A Class-Based Search System in Unstructured P2P Networks

  • Authors:
  • Juncheng Huang;Xiuqi Li;Jie Wu

  • Affiliations:
  • Florida Atlantic University;Florida Atlantic University;Florida Atlantic University

  • Venue:
  • AINA '07 Proceedings of the 21st International Conference on Advanced Networking and Applications
  • Year:
  • 2007

Quantified Score

Hi-index 0.00

Visualization

Abstract

Efficient searching is one of the important design issues in peer-to-peer (P2P) networks. Among various searching techniques, semantic-based searching has drawn significant attention recently. Gnutella-like efficient searching system (GES) [18] is such a system. GES derives a node vector, a semantic summary of all of the documents on a node, based on vector space model (VSM).

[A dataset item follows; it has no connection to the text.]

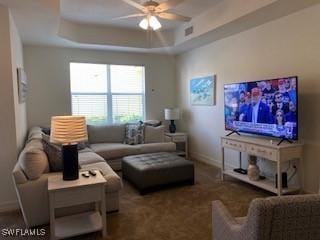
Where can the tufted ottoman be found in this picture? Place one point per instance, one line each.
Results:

The topology adaptation algorithm and search protocol are then designed according to the similarity between node vectors of different nodes. However, although GES is suitable when the distribution of documents in each node is uniform, it may not be efficient when the distribution is diverse. When there are many categories of documents at each node, the node vector representation may be inaccurate. We extend the idea of GES and present a class-based semantic searching system (CSS). It makes use of a data clustering algorithm, online spherical kmeans clustering (OSKM) [16], to cluster all documents on a node into several classes. Each class can be viewed as a virtual node. Virtual nodes are connected through virtual links. As a result, class vector replaces node vector and plays an important role in the class-based topology adaptation and search process, which makes CSS very efficient. Our simulation using the IR benchmark TREC collection demonstrates that CSS outperforms GES in terms of higher recall, higher precision and lower search cost.